Bien, como no podía ser de otra manera, en la Asamblea llevada a cabo en el Club Círculo Sportivo, se decide, de manera ilegal, la destitución como socio de quien esta nota escribe, por lo que en definitiva, también fue arrastrado por el huracán de la intolerancia.
La razón de mi destitución no fue otra cosa que por no compartir el paro que se dispuso el día miércoles pasado y realizar mi trabajo dentro de la Unidad de Apoyo. Los jerarcas de la administración dispusieron mi actuación en la unidad indicada a los efectos de recoger la basura de una zona de la ciudad teniendo en cuenta la inactividad del sector de recolección y barrido por haberse adherido al paro.
Cumpliendo con la obligación de los jerarcas, y velando por los intereses de todos los salteños, conformamos un equipo de trabajo -integrado por 12 personas- e hicimos la recolección de la basura en la zona del microcentro de la ciudad (calle Rivera, calle Artigas, calle Uruguay, calle Brasil y calle 19 de Abril).
En definitiva, no hice otra cosa que cumplir una obligación, pues bien, ese hecho bastó para que la Asamblea disponga mi destitución y aún así, de manera absolutamente ilegal.
La ilegalidad viene dada porque en el orden del día de la Asamblea, no estaba dispuesto el análisis de mi destitución, igualmente así, como no podía ser de otra manera, la asamblea continúa la actitud desleal y decide la lacónica resolución, dejándome en absoluto estado de indefensión y quedando al descubierto el móvil de la misma.
Pero lo que es peor aún, la misma actitud tuvo el gremio con un socio en anterior oportunidad -en una situación casi que idéntica a la mía-, y la Justicia, como no debía ser de otra forma, condenó a la gremial al resarcimiento del daño sufrido y a la restitución del mismo al gremio.
En definitiva, y para ir concluyendo, el avasallamiento ideológico de la gremial, no solo que no respeta los derechos de los socios, sino que, de manera irresponsable, no respeta las resoluciones judiciales, ya que, conocedores de que el acto de destitución de la manera que lo hicieron ya fue reprochado por el Poder Judicial, igualmente continúa la conducta arrasadora y adopta resoluciones maquiavélicas sin ningún tipo de problema.
En conclusión, queda al descubierto que el gremio de municipales, no vela por los derechos de los trabajadores, no vela por los derechos de la ciudadanía y solo alienta el enfrentamiento, protegiendo a todo aquel que responde a un concepto político con fuerte apego a corrientes de izquierda y ello es absolutamente desarreglado a la filosofía sindical. Sin más, y a los efectos de que se haga saber mi parecer, dejo esta nota para que el lector reflexione al respecto, dejando en claro que ante todo está la población salteña.
José Luis Mendietta.

«El avasallamiento ideológico de la gremial municipal”, es la carta remitida por el funcionario municipal José Luis Mendietta, donde expresa su malestar por la decisión del gremio. “Me propongo hacer saber a la población, mi notorio rechazo al avasallamiento sindical por el que atravesé y que me costó mi destitución como socio de ADEOMS.
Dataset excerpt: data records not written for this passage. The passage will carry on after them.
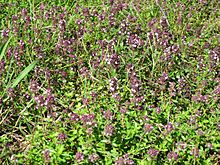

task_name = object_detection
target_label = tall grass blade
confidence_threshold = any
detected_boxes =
[0,36,12,61]
[11,61,38,88]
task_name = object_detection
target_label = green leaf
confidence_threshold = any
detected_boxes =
[0,36,12,61]
[11,61,37,88]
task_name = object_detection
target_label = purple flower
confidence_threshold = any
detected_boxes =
[70,113,80,122]
[75,152,84,162]
[144,124,154,133]
[0,60,6,75]
[80,114,97,126]
[164,123,174,133]
[104,110,113,120]
[147,148,159,157]
[89,153,99,163]
[104,124,114,136]
[57,133,67,141]
[115,154,134,165]
[120,107,128,114]
[43,150,51,162]
[167,151,178,161]
[190,148,199,158]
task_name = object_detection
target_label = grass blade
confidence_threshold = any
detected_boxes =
[11,61,37,88]
[0,36,12,61]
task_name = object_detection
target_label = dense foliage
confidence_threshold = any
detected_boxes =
[0,0,220,165]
La ciudadanía está tomando conocimiento del actuar del sindicato municipal, que en una actitud ilegal, casi que patoteril, la primer resolución que adopta, es prescindir de las opiniones o conductas que no guardan paralelismo con el pensamiento-ideológico de una parte de la comisión directiva y declarar personas no gratas o, lisa y llanamente, expulsarlos a los que tenemos algún vínculo con ellos.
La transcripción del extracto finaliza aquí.